Gilbert-Lurie’s guest lists are also blue — in a political sense.
“Every Democrat we are supporting wants to come by our home,” she said during a recent Business Journal visit.
Guests within the past year include Reps. Ted Lieu, D-Calif., and Joe Kennedy, D-Mass., as well as California Gov. Gavin Newsom.
The Gilbert-Lurie home also serves as a venue for meetings of the nonprofits Human Rights Watch Los Angeles Committee, which Gilbert-Lurie co-chairs, and Facing History and Ourselves, among others. Most recently, 300 people gathered for a fundraiser for Brentwood-based Vision to Learn, an initiative founded by L.A. Unified School District Superintendent Austin Beutner that provides glasses for low-income kids.
“I love the community coming together to talk about issues and get to know each other,” Gilbert-Lurie said. “We live in a big city in anxiety-filled times. I think we make people feel smarter and happier and well-fed when they come by our house.”
Gilbert-Lurie and husband, Cliff Gilbert-Lurie, senior partner at Century City-based Ziffren Brittenham, don’t draw a line between home and venue when it comes to the causes they care about.
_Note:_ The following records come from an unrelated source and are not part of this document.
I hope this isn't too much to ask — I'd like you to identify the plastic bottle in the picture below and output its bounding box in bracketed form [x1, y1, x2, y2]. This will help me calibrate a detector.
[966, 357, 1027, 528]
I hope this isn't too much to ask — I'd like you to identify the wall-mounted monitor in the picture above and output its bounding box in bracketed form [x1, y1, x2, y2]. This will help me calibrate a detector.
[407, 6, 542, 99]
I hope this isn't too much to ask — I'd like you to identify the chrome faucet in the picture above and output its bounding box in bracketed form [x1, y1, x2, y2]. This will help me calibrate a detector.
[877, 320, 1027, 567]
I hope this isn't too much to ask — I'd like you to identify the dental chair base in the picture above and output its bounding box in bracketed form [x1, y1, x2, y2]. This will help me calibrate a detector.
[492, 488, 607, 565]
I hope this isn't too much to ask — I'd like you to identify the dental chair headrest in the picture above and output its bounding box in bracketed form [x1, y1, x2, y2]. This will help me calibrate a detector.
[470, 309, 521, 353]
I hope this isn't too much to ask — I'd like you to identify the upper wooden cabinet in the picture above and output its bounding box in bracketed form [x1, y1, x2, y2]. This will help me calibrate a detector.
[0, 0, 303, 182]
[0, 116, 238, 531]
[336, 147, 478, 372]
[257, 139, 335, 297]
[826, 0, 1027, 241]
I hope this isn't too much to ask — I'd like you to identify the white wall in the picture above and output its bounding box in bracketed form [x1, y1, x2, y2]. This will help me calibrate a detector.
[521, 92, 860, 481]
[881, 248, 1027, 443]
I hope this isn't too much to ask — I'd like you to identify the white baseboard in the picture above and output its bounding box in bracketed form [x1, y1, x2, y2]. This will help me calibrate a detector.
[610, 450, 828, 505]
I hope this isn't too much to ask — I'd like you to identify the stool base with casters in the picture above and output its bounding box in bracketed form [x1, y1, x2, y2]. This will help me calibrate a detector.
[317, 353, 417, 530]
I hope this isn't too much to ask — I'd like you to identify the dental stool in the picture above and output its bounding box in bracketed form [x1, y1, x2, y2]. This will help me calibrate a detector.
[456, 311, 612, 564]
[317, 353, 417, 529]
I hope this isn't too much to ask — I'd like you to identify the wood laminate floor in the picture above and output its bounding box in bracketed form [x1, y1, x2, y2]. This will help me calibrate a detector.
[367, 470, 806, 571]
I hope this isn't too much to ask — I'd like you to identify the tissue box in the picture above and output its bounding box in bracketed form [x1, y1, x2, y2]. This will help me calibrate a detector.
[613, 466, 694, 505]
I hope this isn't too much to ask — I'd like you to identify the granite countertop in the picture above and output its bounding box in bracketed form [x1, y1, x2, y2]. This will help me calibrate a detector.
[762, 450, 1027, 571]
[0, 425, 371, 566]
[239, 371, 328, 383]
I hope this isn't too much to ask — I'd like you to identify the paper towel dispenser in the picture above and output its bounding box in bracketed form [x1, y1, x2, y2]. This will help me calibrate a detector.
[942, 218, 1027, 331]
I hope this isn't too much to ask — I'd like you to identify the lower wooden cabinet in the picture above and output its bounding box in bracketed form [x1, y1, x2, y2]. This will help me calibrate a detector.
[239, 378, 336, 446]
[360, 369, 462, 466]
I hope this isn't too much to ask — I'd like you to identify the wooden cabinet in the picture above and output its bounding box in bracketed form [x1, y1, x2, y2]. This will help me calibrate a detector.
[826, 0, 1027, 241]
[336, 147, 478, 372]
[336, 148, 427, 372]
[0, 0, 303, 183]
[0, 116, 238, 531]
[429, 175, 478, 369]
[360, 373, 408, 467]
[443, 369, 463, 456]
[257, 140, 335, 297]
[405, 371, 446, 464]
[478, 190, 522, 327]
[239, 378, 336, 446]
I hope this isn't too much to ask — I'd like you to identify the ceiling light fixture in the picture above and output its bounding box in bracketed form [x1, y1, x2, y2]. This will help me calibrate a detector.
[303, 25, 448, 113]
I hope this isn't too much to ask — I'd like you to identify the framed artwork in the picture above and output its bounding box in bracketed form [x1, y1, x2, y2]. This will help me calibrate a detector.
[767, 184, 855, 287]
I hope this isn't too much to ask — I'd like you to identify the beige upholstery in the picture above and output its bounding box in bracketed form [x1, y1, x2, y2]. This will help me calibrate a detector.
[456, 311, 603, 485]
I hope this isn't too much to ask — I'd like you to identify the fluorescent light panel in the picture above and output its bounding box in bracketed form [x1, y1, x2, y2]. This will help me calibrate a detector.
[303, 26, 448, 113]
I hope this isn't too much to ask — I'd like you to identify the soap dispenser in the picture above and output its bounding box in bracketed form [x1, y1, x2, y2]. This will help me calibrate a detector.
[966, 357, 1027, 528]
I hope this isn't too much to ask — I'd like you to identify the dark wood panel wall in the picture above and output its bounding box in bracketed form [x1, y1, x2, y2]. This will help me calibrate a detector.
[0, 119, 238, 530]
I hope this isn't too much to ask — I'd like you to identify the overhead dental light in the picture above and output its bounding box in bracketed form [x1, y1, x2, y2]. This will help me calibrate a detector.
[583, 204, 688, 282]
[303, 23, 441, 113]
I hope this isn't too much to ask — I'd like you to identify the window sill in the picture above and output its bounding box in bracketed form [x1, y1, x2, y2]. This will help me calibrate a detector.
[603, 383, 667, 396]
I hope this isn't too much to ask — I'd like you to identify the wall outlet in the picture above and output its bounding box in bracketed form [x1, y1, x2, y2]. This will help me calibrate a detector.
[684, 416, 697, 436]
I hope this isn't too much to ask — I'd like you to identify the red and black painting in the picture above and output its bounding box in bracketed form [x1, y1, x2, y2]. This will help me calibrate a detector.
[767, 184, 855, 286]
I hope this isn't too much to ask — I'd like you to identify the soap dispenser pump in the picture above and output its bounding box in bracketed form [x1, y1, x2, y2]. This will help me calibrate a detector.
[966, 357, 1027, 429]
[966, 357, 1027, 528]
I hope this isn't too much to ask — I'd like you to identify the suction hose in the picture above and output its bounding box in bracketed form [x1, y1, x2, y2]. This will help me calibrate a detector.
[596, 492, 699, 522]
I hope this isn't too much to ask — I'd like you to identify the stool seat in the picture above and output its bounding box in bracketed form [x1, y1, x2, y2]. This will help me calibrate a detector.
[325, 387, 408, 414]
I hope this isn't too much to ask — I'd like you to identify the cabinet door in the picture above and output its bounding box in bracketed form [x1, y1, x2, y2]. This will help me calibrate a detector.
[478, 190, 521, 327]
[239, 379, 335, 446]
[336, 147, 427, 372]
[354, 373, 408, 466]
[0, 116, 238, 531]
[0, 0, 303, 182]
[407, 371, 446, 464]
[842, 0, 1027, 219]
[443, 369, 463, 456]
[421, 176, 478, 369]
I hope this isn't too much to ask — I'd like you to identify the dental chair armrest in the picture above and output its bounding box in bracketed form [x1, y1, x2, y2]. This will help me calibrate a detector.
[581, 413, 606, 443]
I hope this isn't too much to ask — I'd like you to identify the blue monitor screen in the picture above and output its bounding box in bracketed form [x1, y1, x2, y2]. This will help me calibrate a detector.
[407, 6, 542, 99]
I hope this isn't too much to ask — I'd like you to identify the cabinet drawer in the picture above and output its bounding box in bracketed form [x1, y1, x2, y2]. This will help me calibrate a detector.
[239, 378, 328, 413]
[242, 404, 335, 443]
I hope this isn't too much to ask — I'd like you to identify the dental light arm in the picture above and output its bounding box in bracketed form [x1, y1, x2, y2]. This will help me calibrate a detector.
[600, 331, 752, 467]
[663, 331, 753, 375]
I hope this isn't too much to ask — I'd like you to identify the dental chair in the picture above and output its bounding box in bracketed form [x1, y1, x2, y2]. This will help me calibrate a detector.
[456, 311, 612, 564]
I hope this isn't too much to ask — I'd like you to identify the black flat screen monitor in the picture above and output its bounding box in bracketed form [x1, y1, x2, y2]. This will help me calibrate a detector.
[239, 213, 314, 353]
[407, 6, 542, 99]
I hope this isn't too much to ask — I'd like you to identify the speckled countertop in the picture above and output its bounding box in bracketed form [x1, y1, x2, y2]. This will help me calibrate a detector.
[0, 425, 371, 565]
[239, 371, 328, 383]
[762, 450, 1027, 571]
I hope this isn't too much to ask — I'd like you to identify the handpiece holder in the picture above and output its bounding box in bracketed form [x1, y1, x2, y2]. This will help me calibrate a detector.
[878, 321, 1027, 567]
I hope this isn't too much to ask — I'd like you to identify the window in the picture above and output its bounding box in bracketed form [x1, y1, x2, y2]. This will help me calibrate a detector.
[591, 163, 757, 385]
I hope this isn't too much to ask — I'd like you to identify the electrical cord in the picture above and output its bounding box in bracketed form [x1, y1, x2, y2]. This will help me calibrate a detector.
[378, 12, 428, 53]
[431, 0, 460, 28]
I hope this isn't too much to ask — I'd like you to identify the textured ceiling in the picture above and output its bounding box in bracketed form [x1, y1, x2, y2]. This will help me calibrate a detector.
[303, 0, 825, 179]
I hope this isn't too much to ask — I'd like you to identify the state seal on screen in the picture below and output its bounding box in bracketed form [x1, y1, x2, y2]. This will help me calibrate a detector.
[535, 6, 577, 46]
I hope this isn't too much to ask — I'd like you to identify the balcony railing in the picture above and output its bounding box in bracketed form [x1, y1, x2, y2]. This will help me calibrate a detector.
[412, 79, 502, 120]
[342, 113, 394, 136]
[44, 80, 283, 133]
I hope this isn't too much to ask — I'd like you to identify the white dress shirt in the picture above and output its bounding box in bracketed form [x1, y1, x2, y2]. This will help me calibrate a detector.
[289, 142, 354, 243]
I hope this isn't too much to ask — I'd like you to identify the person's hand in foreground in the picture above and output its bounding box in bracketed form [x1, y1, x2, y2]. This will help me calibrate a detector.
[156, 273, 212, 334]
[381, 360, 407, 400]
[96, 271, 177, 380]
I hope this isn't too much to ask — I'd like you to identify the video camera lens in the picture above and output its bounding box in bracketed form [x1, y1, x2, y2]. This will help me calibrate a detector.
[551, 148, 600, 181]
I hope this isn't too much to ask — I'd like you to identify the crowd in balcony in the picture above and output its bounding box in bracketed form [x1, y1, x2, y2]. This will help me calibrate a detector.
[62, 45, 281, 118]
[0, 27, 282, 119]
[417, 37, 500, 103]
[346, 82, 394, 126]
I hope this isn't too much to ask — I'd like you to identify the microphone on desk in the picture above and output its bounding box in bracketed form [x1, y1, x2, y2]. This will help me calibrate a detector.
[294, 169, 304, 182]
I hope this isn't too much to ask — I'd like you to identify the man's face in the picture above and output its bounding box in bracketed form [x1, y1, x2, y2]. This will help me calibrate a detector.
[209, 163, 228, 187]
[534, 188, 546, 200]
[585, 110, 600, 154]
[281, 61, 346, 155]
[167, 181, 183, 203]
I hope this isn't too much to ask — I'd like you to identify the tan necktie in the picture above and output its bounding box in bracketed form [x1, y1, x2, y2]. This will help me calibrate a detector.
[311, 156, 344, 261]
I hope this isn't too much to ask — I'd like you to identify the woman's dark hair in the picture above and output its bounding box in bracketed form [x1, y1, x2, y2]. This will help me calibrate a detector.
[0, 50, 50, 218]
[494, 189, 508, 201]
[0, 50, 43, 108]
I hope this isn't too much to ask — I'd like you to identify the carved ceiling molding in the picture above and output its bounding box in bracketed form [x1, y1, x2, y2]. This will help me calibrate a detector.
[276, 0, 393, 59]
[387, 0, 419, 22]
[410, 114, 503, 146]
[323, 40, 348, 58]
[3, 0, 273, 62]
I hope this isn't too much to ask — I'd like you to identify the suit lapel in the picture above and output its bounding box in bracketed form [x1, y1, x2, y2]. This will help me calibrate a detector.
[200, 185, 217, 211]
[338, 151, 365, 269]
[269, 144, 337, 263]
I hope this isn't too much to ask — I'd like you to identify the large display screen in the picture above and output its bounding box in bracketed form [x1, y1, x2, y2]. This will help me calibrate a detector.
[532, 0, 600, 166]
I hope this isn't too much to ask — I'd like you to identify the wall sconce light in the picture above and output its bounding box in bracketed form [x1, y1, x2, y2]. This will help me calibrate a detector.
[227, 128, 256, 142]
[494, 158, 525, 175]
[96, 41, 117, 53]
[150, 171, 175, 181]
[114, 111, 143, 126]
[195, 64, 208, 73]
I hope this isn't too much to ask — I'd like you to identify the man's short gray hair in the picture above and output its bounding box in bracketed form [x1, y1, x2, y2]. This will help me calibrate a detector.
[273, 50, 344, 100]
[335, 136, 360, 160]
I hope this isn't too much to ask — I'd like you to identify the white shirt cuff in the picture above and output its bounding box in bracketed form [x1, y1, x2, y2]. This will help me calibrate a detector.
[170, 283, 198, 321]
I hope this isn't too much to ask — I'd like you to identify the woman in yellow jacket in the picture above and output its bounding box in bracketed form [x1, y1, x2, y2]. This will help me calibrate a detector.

Similarly, Leslie Gilbert-Lurie never wanted to separate her career from philanthropy.
First, the UCLA School of Law graduate jettisoned her law career and spent a decade at NBC’s entertainment division as a creative executive.
After that, she decided to devote her legal mind full time to human rights advocacy, children’s issues and other causes.
She also wrote the mother-daughter memoir, “Bending Toward the Sun,” detailing the years her mother, Poland-born Rita Lurie, 82, spent hiding from the Nazis. Leslie and Rita continue speak to school groups and other organizations about Rita’s experience and its effect on the family’s next two generations of women, Leslie and daughter Mikaela.
Gilbert-Lurie acknowledged that her husband’s law career allows her a certain level of freedom. “I like to roll up my sleeves, think about policy changes, think about how organizations can operate more effectively,” Gilbert-Lurie said. “The fact that my husband likes his job and earns a good living enables me to not think about how much a job pays as much as how can I best utilize my skills.” The couple considers themselves partners in their efforts to make the world better.
Her office is crowded with memorabilia but, she said, “I think all I really need is a pad of paper and pen and a phone to do everything I want to do — and a couch for people to sit on, maybe.” She added, “I like being surrounded by photographs and books and things that make me happy.”
Her choice of business attire is usually pants — or a dress that can be stylishly paired with sensible boots. “It’s all about the shoes. I always want to be able to walk comfortably, to run when I’m late,” she said.
Just a few weeks ago, Gilbert-Lurie attended an event at a private home featuring former U.S. Sen. Barbara Boxer and House Speaker Nancy Pelosi. “And Nancy Pelosi was wearing these high heels, and I thought: ‘That’s so cool — but I can’t do it,’” Gilbert-Lurie said with a laugh.
Correction: An earlier version of this story misstated the title of Leslie Gilbert-Lurie's book. Its title is "Bending Toward the Sun."